Apple’s entry to VR will be “a Macintosh moment”, says the founder of Vrvana.
Vrvana was acquired by Apple in 2017. It was a startup working on Totem, one of the first headsets to use high-resolution color cameras for stereo passthrough mixed reality – a feature only now starting to arrive in consumer headsets.
Vrvrana founder Bertrand Nepveu told Radio Canada “I always say that when Apple goes into virtual reality, it will be a Macintosh moment”. Nepveu claims that when he left Apple in 2021, around 1000 people were working on the long-delayed headset. In November, The Information reported around 3000 people were now working on it as Apple gets closer to launch.
A Macintosh Moment
So what exactly does Nepvue mean by “a Macintosh moment”?
The launch of the Apple Macintosh in 1984 was a pivotal moment in the history of personal computing.
While the Apple Lisa was technically the first PC with a graphical user interface (GUI) aimed at individuals, its high price (around $30K adjusted for inflation) rendered it essentially irrelevant and forgotten, selling just a few thousand units in its first year. The Macintosh had a very different fate. Macintosh delivered a GUI operating system at around a quarter of the price just 12 months later and was aggressively marketed to non-technical prospective buyers, including in a famous Super Bowl ad.

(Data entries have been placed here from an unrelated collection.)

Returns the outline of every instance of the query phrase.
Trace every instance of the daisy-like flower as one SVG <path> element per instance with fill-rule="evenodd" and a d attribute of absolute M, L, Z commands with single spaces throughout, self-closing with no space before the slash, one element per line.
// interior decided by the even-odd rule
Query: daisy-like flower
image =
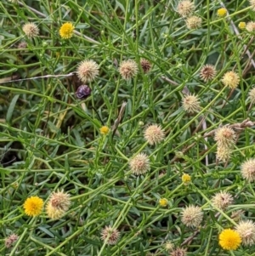
<path fill-rule="evenodd" d="M 183 249 L 181 247 L 177 247 L 175 250 L 173 250 L 171 254 L 171 256 L 186 256 L 187 253 L 185 249 Z"/>
<path fill-rule="evenodd" d="M 106 242 L 107 244 L 114 245 L 120 238 L 120 232 L 118 230 L 111 226 L 105 226 L 101 231 L 101 239 Z"/>
<path fill-rule="evenodd" d="M 128 60 L 121 63 L 119 71 L 123 79 L 129 80 L 137 75 L 139 68 L 134 60 Z"/>
<path fill-rule="evenodd" d="M 165 133 L 160 125 L 151 124 L 145 128 L 144 136 L 150 145 L 156 145 L 165 139 Z"/>
<path fill-rule="evenodd" d="M 184 185 L 189 185 L 191 181 L 191 177 L 188 174 L 184 174 L 182 176 L 182 181 Z"/>
<path fill-rule="evenodd" d="M 251 99 L 252 103 L 255 102 L 255 88 L 252 88 L 249 91 L 249 98 Z"/>
<path fill-rule="evenodd" d="M 200 77 L 204 82 L 212 81 L 216 76 L 216 69 L 213 65 L 207 64 L 200 71 Z"/>
<path fill-rule="evenodd" d="M 165 208 L 167 205 L 167 198 L 161 198 L 159 201 L 160 206 Z"/>
<path fill-rule="evenodd" d="M 76 73 L 81 81 L 92 82 L 99 75 L 99 67 L 94 60 L 83 60 L 80 62 Z"/>
<path fill-rule="evenodd" d="M 249 182 L 255 180 L 255 159 L 248 159 L 241 165 L 241 174 L 243 179 Z"/>
<path fill-rule="evenodd" d="M 251 9 L 255 11 L 255 0 L 249 0 Z"/>
<path fill-rule="evenodd" d="M 9 248 L 17 240 L 19 236 L 16 234 L 9 235 L 4 239 L 4 245 L 7 248 Z"/>
<path fill-rule="evenodd" d="M 239 76 L 234 71 L 226 72 L 221 79 L 221 82 L 224 86 L 228 86 L 230 88 L 235 88 L 240 82 Z"/>
<path fill-rule="evenodd" d="M 245 22 L 239 22 L 238 27 L 241 30 L 245 29 L 246 27 L 246 24 Z"/>
<path fill-rule="evenodd" d="M 64 39 L 70 39 L 73 35 L 75 27 L 71 22 L 64 23 L 60 29 L 60 35 Z"/>
<path fill-rule="evenodd" d="M 144 71 L 144 73 L 148 73 L 151 69 L 151 63 L 146 59 L 141 59 L 140 65 Z"/>
<path fill-rule="evenodd" d="M 107 135 L 110 132 L 110 128 L 107 126 L 102 126 L 99 130 L 102 135 Z"/>
<path fill-rule="evenodd" d="M 28 38 L 32 38 L 39 35 L 39 29 L 33 22 L 26 23 L 22 30 Z"/>
<path fill-rule="evenodd" d="M 184 110 L 188 113 L 199 112 L 201 110 L 199 99 L 195 94 L 184 96 L 182 105 Z"/>
<path fill-rule="evenodd" d="M 224 250 L 236 250 L 241 243 L 241 238 L 237 231 L 226 229 L 219 234 L 218 243 Z"/>
<path fill-rule="evenodd" d="M 217 147 L 216 158 L 219 161 L 227 162 L 230 158 L 231 153 L 231 148 L 218 145 Z"/>
<path fill-rule="evenodd" d="M 217 15 L 218 17 L 224 17 L 227 14 L 227 9 L 225 8 L 221 8 L 217 11 Z"/>
<path fill-rule="evenodd" d="M 255 244 L 255 224 L 250 219 L 241 220 L 235 227 L 243 245 L 252 246 Z"/>
<path fill-rule="evenodd" d="M 150 170 L 150 159 L 144 153 L 139 153 L 129 160 L 129 166 L 135 175 L 144 174 Z"/>
<path fill-rule="evenodd" d="M 190 0 L 180 1 L 177 6 L 177 12 L 184 18 L 190 16 L 194 10 L 194 3 Z"/>
<path fill-rule="evenodd" d="M 227 208 L 227 207 L 232 204 L 233 202 L 234 198 L 232 195 L 227 191 L 218 192 L 212 198 L 212 205 L 222 210 Z"/>
<path fill-rule="evenodd" d="M 214 140 L 218 146 L 231 147 L 235 139 L 235 131 L 227 126 L 221 127 L 215 131 Z"/>
<path fill-rule="evenodd" d="M 203 219 L 203 213 L 201 208 L 194 205 L 184 208 L 181 215 L 183 224 L 189 227 L 199 226 Z"/>
<path fill-rule="evenodd" d="M 198 29 L 201 26 L 201 19 L 198 16 L 188 17 L 185 20 L 188 29 Z"/>
<path fill-rule="evenodd" d="M 249 21 L 246 24 L 246 31 L 250 33 L 254 32 L 255 31 L 255 22 L 254 21 Z"/>
<path fill-rule="evenodd" d="M 25 213 L 28 216 L 38 216 L 41 214 L 43 206 L 43 200 L 38 196 L 31 196 L 24 202 Z"/>
<path fill-rule="evenodd" d="M 70 195 L 65 193 L 63 190 L 58 191 L 50 195 L 49 200 L 46 205 L 46 213 L 48 218 L 59 219 L 65 214 L 70 205 Z"/>

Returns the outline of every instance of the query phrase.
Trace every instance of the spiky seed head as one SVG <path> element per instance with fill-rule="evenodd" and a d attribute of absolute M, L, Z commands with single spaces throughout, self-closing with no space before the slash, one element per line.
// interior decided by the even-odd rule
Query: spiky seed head
<path fill-rule="evenodd" d="M 151 69 L 151 63 L 146 59 L 141 59 L 140 65 L 144 71 L 144 73 L 148 73 Z"/>
<path fill-rule="evenodd" d="M 180 1 L 177 6 L 177 12 L 183 18 L 190 16 L 195 10 L 195 4 L 190 0 Z"/>
<path fill-rule="evenodd" d="M 231 148 L 218 145 L 217 147 L 216 158 L 219 161 L 227 162 L 230 158 L 231 153 Z"/>
<path fill-rule="evenodd" d="M 200 71 L 200 77 L 204 82 L 212 80 L 216 76 L 216 69 L 213 65 L 207 64 Z"/>
<path fill-rule="evenodd" d="M 254 103 L 255 102 L 255 88 L 252 88 L 250 91 L 249 91 L 249 97 L 251 99 L 251 102 Z"/>
<path fill-rule="evenodd" d="M 236 134 L 227 126 L 221 127 L 215 131 L 214 140 L 221 147 L 230 148 L 235 144 Z"/>
<path fill-rule="evenodd" d="M 150 170 L 150 159 L 144 153 L 139 153 L 129 160 L 129 167 L 135 175 L 141 175 Z"/>
<path fill-rule="evenodd" d="M 249 21 L 246 24 L 246 31 L 250 33 L 254 32 L 255 31 L 255 22 L 254 21 Z"/>
<path fill-rule="evenodd" d="M 224 210 L 234 202 L 234 198 L 231 194 L 227 191 L 220 191 L 216 193 L 212 198 L 212 203 L 213 206 Z"/>
<path fill-rule="evenodd" d="M 199 112 L 201 110 L 199 99 L 195 94 L 184 96 L 184 98 L 183 98 L 182 105 L 184 110 L 188 113 Z"/>
<path fill-rule="evenodd" d="M 183 224 L 190 227 L 197 227 L 203 219 L 203 213 L 201 208 L 190 205 L 183 209 L 181 213 Z"/>
<path fill-rule="evenodd" d="M 139 68 L 134 60 L 128 60 L 120 64 L 119 71 L 123 79 L 129 80 L 137 75 Z"/>
<path fill-rule="evenodd" d="M 255 0 L 249 0 L 250 7 L 252 11 L 255 11 Z"/>
<path fill-rule="evenodd" d="M 19 236 L 16 234 L 11 234 L 4 239 L 4 245 L 7 248 L 9 248 L 17 240 Z"/>
<path fill-rule="evenodd" d="M 188 17 L 185 20 L 186 26 L 188 29 L 198 29 L 201 26 L 201 19 L 198 16 L 193 15 Z"/>
<path fill-rule="evenodd" d="M 32 38 L 39 35 L 39 29 L 33 22 L 26 23 L 22 30 L 28 38 Z"/>
<path fill-rule="evenodd" d="M 112 228 L 111 226 L 105 226 L 101 231 L 101 239 L 107 244 L 116 244 L 120 238 L 120 232 L 118 230 Z"/>
<path fill-rule="evenodd" d="M 145 128 L 144 136 L 150 145 L 156 145 L 165 139 L 165 133 L 160 125 L 151 124 Z"/>
<path fill-rule="evenodd" d="M 170 253 L 171 256 L 186 256 L 186 249 L 183 249 L 181 247 L 177 247 Z"/>
<path fill-rule="evenodd" d="M 241 220 L 235 226 L 235 230 L 241 238 L 244 246 L 252 246 L 255 244 L 255 224 L 250 219 Z"/>
<path fill-rule="evenodd" d="M 233 89 L 238 86 L 240 77 L 235 72 L 228 71 L 223 76 L 221 82 L 224 86 L 228 86 Z"/>
<path fill-rule="evenodd" d="M 99 75 L 99 67 L 94 60 L 83 60 L 79 63 L 76 74 L 81 81 L 87 82 L 92 82 Z"/>
<path fill-rule="evenodd" d="M 255 180 L 255 159 L 248 159 L 241 165 L 241 174 L 243 179 L 249 182 Z"/>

While not the overwhelming sales success Steve Jobs had hoped for, Macintosh was hailed as a revolutionary user experience and popularized the idea of personal computers as a product the average person could use. While PCs wouldn’t reach true mainstream adoption until Windows 95 and the iMac over a decade later, the Macintosh proved out the idea that they actualized.

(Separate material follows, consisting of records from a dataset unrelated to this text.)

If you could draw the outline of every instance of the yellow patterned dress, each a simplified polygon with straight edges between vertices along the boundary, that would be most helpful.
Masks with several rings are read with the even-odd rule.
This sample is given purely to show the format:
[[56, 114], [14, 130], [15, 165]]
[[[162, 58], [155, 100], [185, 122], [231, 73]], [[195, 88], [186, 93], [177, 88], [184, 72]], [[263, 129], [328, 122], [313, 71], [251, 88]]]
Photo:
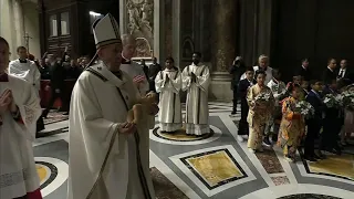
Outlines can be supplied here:
[[285, 98], [282, 105], [282, 119], [280, 123], [278, 145], [283, 148], [284, 156], [294, 157], [298, 146], [305, 132], [305, 121], [300, 113], [292, 111], [298, 100]]
[[[256, 103], [256, 98], [260, 93], [270, 93], [270, 101]], [[266, 125], [272, 118], [272, 112], [274, 108], [274, 97], [271, 90], [268, 86], [253, 85], [248, 90], [247, 102], [250, 106], [247, 122], [250, 126], [250, 135], [248, 139], [248, 148], [253, 150], [261, 149], [263, 142], [263, 134]]]

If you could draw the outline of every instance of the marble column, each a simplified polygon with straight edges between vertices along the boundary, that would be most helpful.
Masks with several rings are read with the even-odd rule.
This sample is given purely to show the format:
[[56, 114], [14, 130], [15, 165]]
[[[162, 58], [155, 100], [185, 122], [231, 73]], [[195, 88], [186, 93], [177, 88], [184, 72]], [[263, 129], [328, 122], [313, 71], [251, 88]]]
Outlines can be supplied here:
[[180, 0], [173, 1], [173, 57], [180, 67]]
[[229, 67], [236, 56], [237, 45], [237, 0], [212, 1], [211, 48], [211, 100], [231, 101]]

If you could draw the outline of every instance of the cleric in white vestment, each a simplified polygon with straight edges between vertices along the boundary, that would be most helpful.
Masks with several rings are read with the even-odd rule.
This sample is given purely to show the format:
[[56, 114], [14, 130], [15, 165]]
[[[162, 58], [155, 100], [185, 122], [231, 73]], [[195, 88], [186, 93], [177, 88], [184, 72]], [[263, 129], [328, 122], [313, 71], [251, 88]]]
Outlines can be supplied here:
[[181, 128], [181, 77], [178, 67], [174, 66], [173, 57], [166, 59], [165, 66], [155, 78], [156, 92], [159, 93], [158, 122], [163, 133], [174, 133]]
[[188, 135], [204, 135], [210, 133], [208, 88], [210, 73], [207, 65], [200, 63], [201, 54], [192, 54], [192, 63], [181, 73], [183, 91], [187, 91], [186, 101], [186, 133]]
[[8, 64], [0, 36], [0, 198], [42, 199], [32, 148], [40, 100], [31, 84], [4, 73]]
[[32, 84], [38, 91], [41, 88], [41, 73], [33, 61], [27, 59], [27, 49], [18, 48], [19, 59], [13, 60], [9, 64], [9, 74], [25, 80]]
[[111, 14], [93, 23], [101, 62], [88, 66], [73, 88], [69, 199], [155, 199], [146, 160], [148, 130], [126, 123], [128, 109], [142, 98], [119, 69], [118, 30]]

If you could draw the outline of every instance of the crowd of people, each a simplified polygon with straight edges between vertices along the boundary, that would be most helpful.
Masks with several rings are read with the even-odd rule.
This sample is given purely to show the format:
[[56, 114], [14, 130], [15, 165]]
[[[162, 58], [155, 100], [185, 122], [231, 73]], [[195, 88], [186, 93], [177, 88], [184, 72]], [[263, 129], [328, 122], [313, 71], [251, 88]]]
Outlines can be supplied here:
[[[268, 63], [268, 56], [261, 55], [256, 66], [247, 67], [238, 56], [230, 67], [232, 115], [237, 113], [238, 100], [241, 102], [239, 142], [248, 139], [252, 153], [277, 143], [291, 161], [295, 161], [301, 146], [304, 158], [310, 161], [324, 159], [323, 151], [341, 155], [354, 132], [354, 112], [350, 107], [327, 106], [324, 98], [329, 94], [337, 96], [353, 91], [354, 73], [347, 67], [347, 61], [342, 60], [337, 70], [336, 61], [330, 59], [322, 75], [316, 76], [304, 59], [288, 84], [281, 81], [280, 71]], [[314, 109], [312, 115], [296, 108], [302, 101]], [[319, 140], [317, 147], [315, 140]]]
[[[135, 38], [121, 35], [117, 27], [111, 14], [94, 22], [96, 54], [92, 61], [70, 61], [65, 48], [62, 59], [45, 53], [35, 65], [28, 60], [27, 49], [20, 46], [19, 60], [9, 64], [9, 44], [0, 38], [0, 178], [4, 181], [0, 198], [42, 198], [32, 142], [38, 119], [48, 115], [53, 100], [42, 112], [38, 94], [41, 76], [51, 80], [52, 97], [62, 101], [62, 81], [67, 71], [70, 77], [77, 78], [70, 103], [69, 199], [155, 198], [149, 130], [157, 113], [163, 133], [181, 128], [194, 136], [210, 133], [210, 73], [201, 63], [201, 54], [192, 53], [192, 63], [183, 71], [174, 65], [173, 57], [165, 60], [164, 70], [156, 59], [147, 67], [145, 61], [132, 61]], [[354, 113], [326, 106], [323, 96], [354, 92], [346, 61], [336, 71], [336, 62], [331, 59], [319, 78], [311, 74], [309, 61], [304, 60], [288, 84], [281, 81], [280, 71], [268, 63], [268, 56], [261, 55], [258, 65], [244, 66], [238, 56], [230, 67], [235, 95], [231, 114], [237, 113], [238, 101], [241, 102], [239, 142], [248, 139], [251, 153], [278, 143], [291, 161], [302, 145], [309, 161], [325, 158], [324, 150], [340, 155], [354, 129]], [[184, 119], [180, 91], [187, 92]], [[303, 114], [298, 108], [301, 102], [308, 102], [313, 114]], [[315, 147], [317, 138], [320, 145]]]

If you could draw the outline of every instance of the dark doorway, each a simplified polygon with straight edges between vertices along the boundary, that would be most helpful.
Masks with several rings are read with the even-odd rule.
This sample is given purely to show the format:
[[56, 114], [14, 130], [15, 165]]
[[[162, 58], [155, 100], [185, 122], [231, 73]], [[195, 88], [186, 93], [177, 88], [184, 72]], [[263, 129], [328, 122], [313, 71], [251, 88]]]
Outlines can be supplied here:
[[278, 2], [272, 65], [282, 70], [285, 80], [304, 57], [310, 59], [316, 75], [322, 74], [330, 57], [347, 59], [354, 66], [353, 0]]

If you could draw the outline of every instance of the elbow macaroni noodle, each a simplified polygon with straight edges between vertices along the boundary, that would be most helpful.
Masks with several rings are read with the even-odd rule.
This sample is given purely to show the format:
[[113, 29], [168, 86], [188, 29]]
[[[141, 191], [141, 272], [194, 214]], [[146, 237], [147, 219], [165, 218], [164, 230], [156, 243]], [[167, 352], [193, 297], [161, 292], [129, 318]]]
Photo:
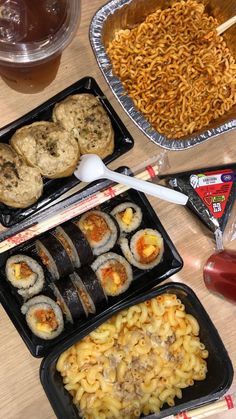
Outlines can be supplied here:
[[107, 320], [62, 353], [57, 370], [84, 419], [134, 419], [174, 406], [205, 379], [207, 357], [197, 319], [162, 294]]

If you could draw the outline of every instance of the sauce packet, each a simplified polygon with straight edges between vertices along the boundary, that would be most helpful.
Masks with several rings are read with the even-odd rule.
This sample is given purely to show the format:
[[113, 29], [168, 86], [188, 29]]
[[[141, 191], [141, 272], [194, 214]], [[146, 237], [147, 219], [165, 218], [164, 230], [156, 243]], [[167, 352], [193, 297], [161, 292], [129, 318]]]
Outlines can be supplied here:
[[[159, 178], [188, 195], [187, 207], [214, 233], [217, 249], [223, 249], [223, 233], [236, 198], [236, 163]], [[231, 220], [231, 224], [236, 228], [236, 221]]]

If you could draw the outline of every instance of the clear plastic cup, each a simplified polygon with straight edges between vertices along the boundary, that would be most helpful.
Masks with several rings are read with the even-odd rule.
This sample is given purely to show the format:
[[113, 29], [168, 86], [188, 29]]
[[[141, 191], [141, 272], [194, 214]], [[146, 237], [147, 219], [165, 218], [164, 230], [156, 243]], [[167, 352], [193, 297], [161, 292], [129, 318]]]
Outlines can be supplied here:
[[0, 0], [0, 74], [14, 89], [42, 90], [80, 22], [80, 0]]

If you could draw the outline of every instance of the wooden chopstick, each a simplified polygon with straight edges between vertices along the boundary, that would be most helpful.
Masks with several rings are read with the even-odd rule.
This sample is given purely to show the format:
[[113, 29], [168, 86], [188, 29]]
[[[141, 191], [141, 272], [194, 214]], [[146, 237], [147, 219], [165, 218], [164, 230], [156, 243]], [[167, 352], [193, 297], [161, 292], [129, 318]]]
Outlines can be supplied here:
[[234, 409], [236, 402], [236, 394], [225, 396], [216, 402], [209, 403], [205, 406], [181, 412], [177, 415], [167, 416], [165, 419], [201, 419], [209, 416], [217, 415], [226, 410]]
[[[136, 177], [142, 180], [149, 180], [155, 177], [159, 173], [159, 167], [157, 165], [151, 166], [149, 165], [146, 169], [139, 173]], [[128, 186], [124, 186], [121, 184], [116, 184], [114, 186], [108, 187], [103, 191], [96, 192], [87, 198], [83, 199], [82, 201], [76, 202], [72, 204], [70, 207], [65, 208], [59, 213], [53, 213], [50, 217], [46, 219], [41, 219], [39, 223], [35, 223], [35, 225], [26, 228], [24, 231], [14, 234], [11, 237], [6, 238], [0, 243], [0, 253], [4, 253], [15, 246], [18, 246], [25, 241], [28, 241], [39, 234], [44, 233], [65, 221], [70, 220], [77, 215], [86, 212], [97, 205], [102, 204], [103, 202], [108, 201], [111, 198], [114, 198], [117, 195], [127, 191], [129, 189]]]
[[235, 23], [236, 23], [236, 16], [233, 16], [230, 19], [226, 20], [226, 22], [217, 26], [217, 28], [215, 30], [208, 32], [206, 35], [204, 35], [203, 38], [206, 39], [206, 40], [211, 39], [212, 36], [214, 35], [215, 31], [216, 31], [217, 35], [221, 35], [227, 29], [231, 28], [231, 26], [233, 26]]
[[222, 23], [216, 28], [216, 32], [218, 35], [221, 35], [227, 29], [231, 28], [236, 23], [236, 15], [231, 17], [230, 19], [226, 20], [226, 22]]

Meta’s Quest headsets start at just $400 but are primarily driven by controllers that are essentially a gamepad split in half and are hampered by a clunky and fragmented software experience. If Nepveu’s analogy holds true, Apple’s headset could introduce a refined interaction paradigm that, while too expensive and limited for most consumers in its first iteration, sets the stage for the software experience of mass-market headsets in the coming years and decades.